Le studio anglais a toujours pris soin d’instaurer à chaque jeu Batman une ambiance unique. Le pari est encore une fois remporté avec Arkham Knight et le contraste qu’il existe entre les trois îles qui forment Gotham City. De plus, le jeu tourne sous une version améliorée de l’Unreal Engine 3 et offre des détails assez impressionnants comme le ruissellement de la pluie sur la cape de Batman ou encore les néons de la ville. La technique sert une mise en scène explosive et bluffante, agrémenté des musiques de Nick Arundel et David Buckley.

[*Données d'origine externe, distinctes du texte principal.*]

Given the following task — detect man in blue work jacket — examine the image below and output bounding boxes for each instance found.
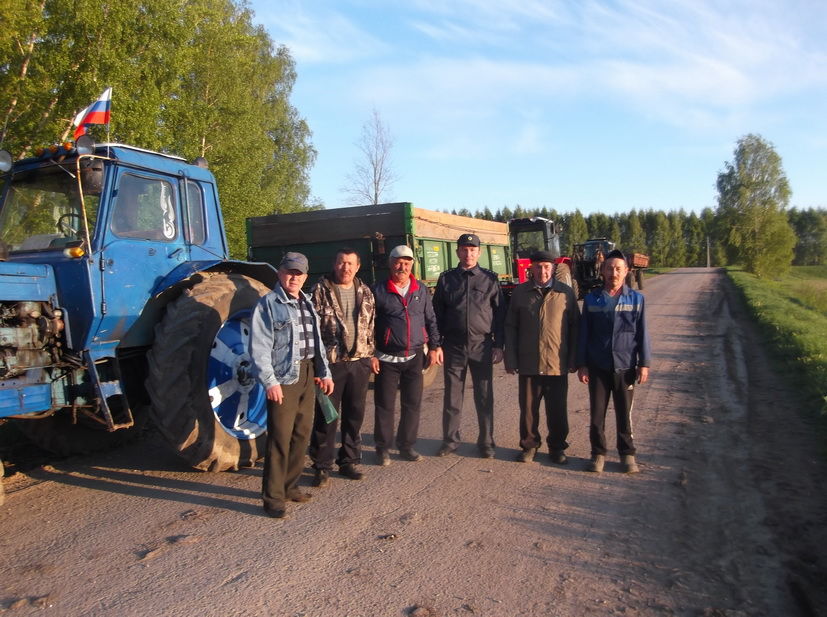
[577,250,651,473]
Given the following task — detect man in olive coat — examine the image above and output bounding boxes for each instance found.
[505,251,580,465]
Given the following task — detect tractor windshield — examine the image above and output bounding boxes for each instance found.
[513,229,546,259]
[0,161,99,253]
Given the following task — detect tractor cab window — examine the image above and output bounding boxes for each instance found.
[110,174,178,242]
[514,229,546,259]
[187,180,207,244]
[0,164,100,253]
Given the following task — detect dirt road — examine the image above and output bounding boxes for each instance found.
[0,269,827,617]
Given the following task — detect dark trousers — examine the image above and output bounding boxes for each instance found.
[442,344,494,448]
[373,351,425,450]
[518,375,569,452]
[589,366,637,456]
[261,360,316,509]
[310,358,371,470]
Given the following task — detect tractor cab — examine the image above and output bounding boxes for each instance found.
[508,216,561,283]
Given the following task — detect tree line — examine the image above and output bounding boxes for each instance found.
[452,134,827,276]
[450,205,827,268]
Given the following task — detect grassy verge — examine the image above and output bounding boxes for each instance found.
[727,266,827,424]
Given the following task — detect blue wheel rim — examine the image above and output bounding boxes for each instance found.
[207,309,267,440]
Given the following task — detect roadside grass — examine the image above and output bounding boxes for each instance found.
[726,266,827,428]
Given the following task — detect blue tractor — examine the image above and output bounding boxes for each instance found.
[0,136,276,499]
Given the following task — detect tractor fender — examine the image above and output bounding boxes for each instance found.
[120,259,278,348]
[152,259,278,297]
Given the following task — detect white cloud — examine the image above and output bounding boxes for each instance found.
[256,1,389,65]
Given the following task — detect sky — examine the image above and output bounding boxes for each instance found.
[250,0,827,215]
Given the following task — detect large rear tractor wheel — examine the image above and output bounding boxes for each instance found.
[147,273,269,471]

Les deux musiciens ont réussi à s’imprégner de Gotham City et de son histoire pour livrer une bande-son précise et haletante. Seule ombre noire au tableau, quelques bugs peuvent survenir mais rien de méchant comparé à la version PC.

Batman Arkham Knight offre une vraie fin à la trilogie débutée par Rocksteady il y a 8 ans. Si quelques touches négatives subsistent, le résultat de cette aventure n’en reste pas moins la meilleure à ce jour. Pour résumé, Batman Arkham Knight est le plus grand jeu de super-héros du moment et pour  les quelques années à venir. Merci Rocksteady.